Peg Neppel

Personal information
- Full name: Peggy Neppel
- Born: August 16, 1953 Dolliver, Iowa
- Died: October 16, 1981

Sport
- Sport: Athletics
- Event: 10000 metres

= Peg Neppel =

American athlete

Peggy "Peg" Neppel later Peg Darrah (16 August 1953 - 16 October 1981) was an American world record holder in the women's 10,000 metres.

== Early life ==
Neppel was a student at Iowa State University where she achieved master's and bachelor's degrees.

== Athletics career ==
Neppel recorded one world record in the women's 10,000 metres of 33:15.1 (33:15.09) on 9 June 1977 in Westwood, California.

The mark is unofficial because the world governing body of athletics, the IAAF (now World Athletics), did not list an official world record in the event until 1981.

The time was achieved whilst winning the 1977 AAU championship at that distance.

Neppel is also attributed with two other world best times:
- In the 3 miles of 15:41.69 in 1976
- In the 5,000 m of 15:52.27 in 1977 at the Drake Relays.

Neppel was also inaugural champion at the Association for Intercollegiate Athletics for Women (AIAW) cross-country championships in 1975. The event was hosted by her college.
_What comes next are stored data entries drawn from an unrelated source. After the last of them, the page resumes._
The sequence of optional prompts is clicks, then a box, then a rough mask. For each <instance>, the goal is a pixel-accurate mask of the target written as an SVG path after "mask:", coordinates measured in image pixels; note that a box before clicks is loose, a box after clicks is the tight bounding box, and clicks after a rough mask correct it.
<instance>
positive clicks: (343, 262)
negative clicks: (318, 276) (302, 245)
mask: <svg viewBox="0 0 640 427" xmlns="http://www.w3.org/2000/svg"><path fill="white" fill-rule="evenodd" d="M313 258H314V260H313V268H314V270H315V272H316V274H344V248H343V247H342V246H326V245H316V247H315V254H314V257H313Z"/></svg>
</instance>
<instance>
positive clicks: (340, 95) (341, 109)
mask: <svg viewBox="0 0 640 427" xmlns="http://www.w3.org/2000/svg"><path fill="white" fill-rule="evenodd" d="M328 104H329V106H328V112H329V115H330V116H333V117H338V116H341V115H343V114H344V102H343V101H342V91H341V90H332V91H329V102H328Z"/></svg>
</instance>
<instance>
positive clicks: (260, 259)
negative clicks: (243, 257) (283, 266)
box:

== Later Life and Death ==
Peg Neppel married Mark Darrah in 1979.
She was just a few weeks short of receiving her doctorate in animal science when she tragically died on 16 October 1981 of pneumonia, a complication of the cancer she was suffering from.

== Awards and Accolades==
In 1998, Neppel was inducted into the Iowa State University Hall of Fame.

Neppel is also an inductee in the Iowa Association of Track Coaches (IATC) Hall of Fame.